Current estimates are that less than 5% of all wealth management portfolios
in emerging markets include an insurance component but demand is rising among
individual investors, finds research by Scorpio Partnership, which indicates
that life policy-linked instruments within investment portfolios are expected
to increase to 15% within five years.
This would suggest a high-net-worth market of assets that could incorporate
insurance-wrapped cover of almost USD1.2 trillion, the report suggests.
“This is an untapped frontier of wealth management, said Sebastian Dovey,
Managing Partner. "To date, in the offshore emerging market context most
private banks have scratched the surface of demand for insurance solutions.

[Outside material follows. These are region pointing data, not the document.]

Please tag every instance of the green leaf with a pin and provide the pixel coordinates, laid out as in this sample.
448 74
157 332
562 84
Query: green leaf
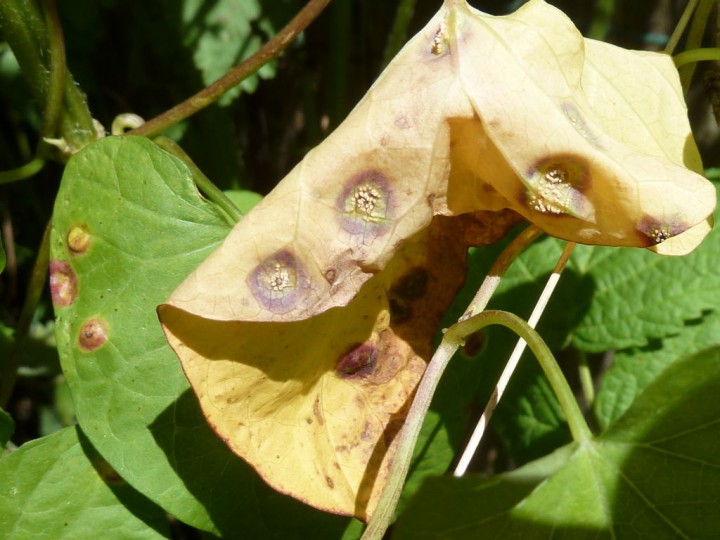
244 199
634 369
7 428
148 229
222 35
59 487
655 474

The attitude appears to be that insurance is too complex to sell and so focus
is shifted elsewhere on the product palette. It is our view that in the search
for new and sustainable revenue streams the more forward thinking banks will
now adjust course to incorporate these solutions as there is demand and the
complexity is surmountable."
Based on these demand projections, Scorpio Partnership’s view is that
there is a strategic opportunity for private banks to pro-actively broaden product
capability in this area targeting emerging markets (and as part of a broader
global strategy) and develop a structured approach to the distribution of these
financial solutions to wealthy clients.
Typically, international wealth managers have focused their insurance sales
in emerging markets upon the ultra high-net-worth market, according to Scorpio.
However, the research indicated the real demand (and stronger fee potential)
rests with the USD1m-10m investable asset base.
“Private banks’ still consider insurance a retail issue and ignore
it, often in spite of the relevance for their client base,” stated Dovey.
Scorpio suggests that the interest about insurance-linked investments is the
"stickiness" of the relationship. Both private banks and carriers
acknowledge that life-linked solutions have an average relationship cycle of
10 years. Most bankers noted that this was as much as three times as long as
the typical length of a portfolio relationship with a bank.
“Life policy investments present the banks with a longer and more durable
earning cycle which in current market conditions must be thought of as more
attractive. Indeed, for the right circumstances, the insight strongly suggests
that insurance-linked solutions will become a mainstream product within a decade
in the emerging markets,” said Dovey adding the main delay in this growth
has been the lack of push from the distribution channels of wealth managers.
Nonetheless, Scorpio said that "the opportunities to drive significant
revenue through insurance in the wealth market are clear" and suggested
that private banks should consider the development of a strong internal insurance
advisor capability. Broader education of the banking staff could also increase
awareness and sales, it observed, noting that several banks and life carriers
appear to be starting the process of addressing this.